An SVGA projector at 38"x49" means less than 16 pixels/inch on the table.  So yes, we could see 'screendoor' and the map was pixelated.  I'll probably skip tiny features (sconces, small details) and stick with the larger distinct items on future maps.  With our normal grid at 1 pixel per inch (the battlemat grid) this pixelation was acceptable.  If the tradeoff is 200 pixel/inch printed maps at 8.5"x11" or our huge map at 15/inch we go with the big map.  XGA would be 25% better but we'd have to go to UXGA (1600x1200) to really get a fantastic image.  Of course those are $15k+ and weigh 30lbs or more.

*The Bottom Line:*  One used SVGA projector in pristine condition $510 on Ebay.  One dual friendly graphic card $50.  25' VGA cable $12.  Shipping $20.  Mirror Tiles 6/$6.  Brackets, washers, screws, mirror mounts $8.  Dundjinni and Photoshop already owned.  Cost was half what we spent on MasterMaze and less than my yearly miniature spending.  Printing off 32"x40" maps at Kinko's would eat that up quickly (15 sheets of 8.5x11 photo paper isn't cheap either - basic Slaver Stockade maps: 105 sheets).

Pictures should come later.


----------



## Boredflak

Great write-up jodyjohnson. Definitely send pix!

Your setup sounds like it would meet with approval from the folks that have sent me warnings about running a projector while it's tilted too much (as in 90 degrees).

Did you have any problem with keystone distortion?


----------



## Nikmal

Krypter said:
			
		

> That is a cool setup, but I'm a miniatures-hater and I'm still not convinced. NWN may be good for generic dungeon-hacks, but it can't imitate the fantastic glory of a setting like Planescape, where my players last month visited a burg perched on a huge stalagmite column which had titanic blades and chains spinning around it generating steam power. How would you ever show that in NWN? The place looks 10x better in my imagination that in any generic NWN tileset.



Well until something better comes along would it not be worth the try especially with todays hak paks out there and improved tilesets.. you also forget that one can switich over to 3d mode with this on the atable and show the actual scene they see.. so yes you can show the spinning blades and some other cool spell affects.   (there is also the fact that you can not show the cool effect you are thinking about without something similar to this now... ) But then again like you mentioned one would have to invest or re-invest in some more minis  I just thought that while I was reading through this thread that I would comment on this one because I am such a huge fan of NWN and what it has accomplished so far especially with the community support it has thus far!
-jon


----------



## Nikmal

Will said:
			
		

> Finally... 'NWN tools are available to anyone reading this'... you missed a clause. 'Who uses a PC rather than a Mac.' Not that I'm still bitter or anything.

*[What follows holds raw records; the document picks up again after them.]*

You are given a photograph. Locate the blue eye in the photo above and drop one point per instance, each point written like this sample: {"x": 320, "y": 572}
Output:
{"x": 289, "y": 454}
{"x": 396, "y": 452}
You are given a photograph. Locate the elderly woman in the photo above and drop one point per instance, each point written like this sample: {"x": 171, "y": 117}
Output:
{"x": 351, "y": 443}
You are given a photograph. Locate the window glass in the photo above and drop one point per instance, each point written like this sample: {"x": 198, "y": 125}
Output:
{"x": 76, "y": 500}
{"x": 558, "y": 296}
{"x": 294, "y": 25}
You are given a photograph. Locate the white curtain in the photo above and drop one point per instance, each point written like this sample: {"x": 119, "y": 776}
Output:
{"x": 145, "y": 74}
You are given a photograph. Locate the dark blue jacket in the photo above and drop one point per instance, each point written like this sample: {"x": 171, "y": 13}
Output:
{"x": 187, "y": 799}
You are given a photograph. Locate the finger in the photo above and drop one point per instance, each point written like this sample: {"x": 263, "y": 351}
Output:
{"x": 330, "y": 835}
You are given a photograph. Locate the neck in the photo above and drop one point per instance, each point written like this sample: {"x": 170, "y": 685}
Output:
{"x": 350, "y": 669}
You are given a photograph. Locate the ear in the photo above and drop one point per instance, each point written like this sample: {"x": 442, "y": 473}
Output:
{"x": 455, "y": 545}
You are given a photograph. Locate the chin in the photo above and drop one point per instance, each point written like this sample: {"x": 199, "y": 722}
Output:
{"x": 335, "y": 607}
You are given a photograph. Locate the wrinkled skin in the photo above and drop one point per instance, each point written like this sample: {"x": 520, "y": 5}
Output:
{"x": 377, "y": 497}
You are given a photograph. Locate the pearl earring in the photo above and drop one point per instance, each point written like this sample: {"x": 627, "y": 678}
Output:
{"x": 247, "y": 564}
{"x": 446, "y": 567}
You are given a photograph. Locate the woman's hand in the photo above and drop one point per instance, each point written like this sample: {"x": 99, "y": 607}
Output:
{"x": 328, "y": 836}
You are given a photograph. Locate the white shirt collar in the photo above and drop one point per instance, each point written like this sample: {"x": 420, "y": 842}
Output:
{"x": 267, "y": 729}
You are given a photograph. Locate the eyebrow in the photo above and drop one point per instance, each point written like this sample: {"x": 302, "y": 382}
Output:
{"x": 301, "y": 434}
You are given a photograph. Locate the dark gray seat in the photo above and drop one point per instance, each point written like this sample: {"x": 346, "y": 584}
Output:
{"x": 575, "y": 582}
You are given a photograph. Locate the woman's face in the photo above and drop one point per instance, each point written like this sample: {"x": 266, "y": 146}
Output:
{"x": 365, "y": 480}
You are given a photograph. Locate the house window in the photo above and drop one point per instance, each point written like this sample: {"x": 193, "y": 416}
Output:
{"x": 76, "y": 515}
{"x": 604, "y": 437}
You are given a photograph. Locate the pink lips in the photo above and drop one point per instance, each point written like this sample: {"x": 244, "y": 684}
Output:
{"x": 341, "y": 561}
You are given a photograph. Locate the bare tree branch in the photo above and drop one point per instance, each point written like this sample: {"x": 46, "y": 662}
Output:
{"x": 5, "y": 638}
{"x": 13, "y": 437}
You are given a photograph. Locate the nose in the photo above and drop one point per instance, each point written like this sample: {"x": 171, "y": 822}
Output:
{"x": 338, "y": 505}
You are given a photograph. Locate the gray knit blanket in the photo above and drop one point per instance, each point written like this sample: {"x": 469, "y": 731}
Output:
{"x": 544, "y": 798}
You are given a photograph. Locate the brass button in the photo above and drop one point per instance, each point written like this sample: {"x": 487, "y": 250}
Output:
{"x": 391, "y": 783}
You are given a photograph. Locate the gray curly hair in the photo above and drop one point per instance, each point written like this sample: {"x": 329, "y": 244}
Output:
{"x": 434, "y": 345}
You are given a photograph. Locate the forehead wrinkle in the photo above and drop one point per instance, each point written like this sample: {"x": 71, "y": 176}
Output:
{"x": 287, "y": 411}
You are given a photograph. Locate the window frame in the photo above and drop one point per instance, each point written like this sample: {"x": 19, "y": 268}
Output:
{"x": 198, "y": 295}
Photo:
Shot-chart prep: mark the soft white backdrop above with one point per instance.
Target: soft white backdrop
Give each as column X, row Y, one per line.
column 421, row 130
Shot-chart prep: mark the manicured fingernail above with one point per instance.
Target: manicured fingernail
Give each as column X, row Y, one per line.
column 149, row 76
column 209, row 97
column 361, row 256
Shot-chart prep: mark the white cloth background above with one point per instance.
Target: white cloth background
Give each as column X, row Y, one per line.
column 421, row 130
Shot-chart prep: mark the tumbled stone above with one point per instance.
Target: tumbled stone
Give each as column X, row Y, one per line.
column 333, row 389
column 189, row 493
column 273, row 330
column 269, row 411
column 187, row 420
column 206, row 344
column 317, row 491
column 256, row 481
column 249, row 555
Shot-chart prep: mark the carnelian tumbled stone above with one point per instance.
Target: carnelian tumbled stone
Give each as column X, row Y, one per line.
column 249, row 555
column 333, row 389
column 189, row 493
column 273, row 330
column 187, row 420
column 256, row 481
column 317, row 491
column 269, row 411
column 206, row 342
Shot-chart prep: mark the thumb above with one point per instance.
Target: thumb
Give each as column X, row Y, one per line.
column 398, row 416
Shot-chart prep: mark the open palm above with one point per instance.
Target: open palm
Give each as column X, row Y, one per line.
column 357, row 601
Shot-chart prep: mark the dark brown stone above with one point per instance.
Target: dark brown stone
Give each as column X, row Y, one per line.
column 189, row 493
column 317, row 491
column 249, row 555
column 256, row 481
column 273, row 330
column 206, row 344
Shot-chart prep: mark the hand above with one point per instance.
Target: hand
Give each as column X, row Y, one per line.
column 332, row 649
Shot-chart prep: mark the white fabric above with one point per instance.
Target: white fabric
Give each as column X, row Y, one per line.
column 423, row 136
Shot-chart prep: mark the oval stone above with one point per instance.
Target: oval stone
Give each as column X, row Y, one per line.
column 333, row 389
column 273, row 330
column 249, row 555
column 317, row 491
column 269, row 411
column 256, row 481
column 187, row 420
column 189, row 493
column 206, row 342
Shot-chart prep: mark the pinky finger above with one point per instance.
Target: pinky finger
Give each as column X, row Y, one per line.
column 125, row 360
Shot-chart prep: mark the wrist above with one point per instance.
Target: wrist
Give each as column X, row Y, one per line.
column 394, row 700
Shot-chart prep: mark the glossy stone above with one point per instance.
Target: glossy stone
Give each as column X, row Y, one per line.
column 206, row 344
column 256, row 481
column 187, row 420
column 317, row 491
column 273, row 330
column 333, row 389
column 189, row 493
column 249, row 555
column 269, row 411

Sorry if this already been covered in another post... but there is NWN toolsets out there for a Mac just as easily as there are for the PC.. so yes you could use a MAc! My wife does and she plays NWN and makes campaigns in it too 
-jon


----------



## punkorange

I remembered to bring a camera to last week's session, so here is a link to the images from our projector setup:
http://www.geocities.com/punkorangecamo/images.html


----------



## Lasher Dragon

I'd just like to say Thank You Steel Wind for your advice - I just ordered the BenQ PB6200. I can hardly wait to get it. Hopefully I will be ready to use it this weekend for the 2nd episode in the WLD. Thank you as well to everyone else who posted in this thread, it has really convinced me that this is the next much-needed evolution of today's PnP RPG. While it initially may take some time & thought to implement this amazing transition, once the bugs are worked out I imagine I'll be hard-pressed to ever revert back to dry-erase markers on a grid. Good Gaming everyone!


----------



## punkorange

yeah, I agree.  After running three sessions with the projector, I don't know if I would ever use my dry erase board again.  It not only helps in combat, but also in clearing off the map as the adventure continues.  Or showing someone "part" of the map and not more.


----------



## Steel_Wind

punkorange said:
			
		

> It not only helps in combat, but also in clearing off the map as the adventure continues.  Or showing someone "part" of the map and not more.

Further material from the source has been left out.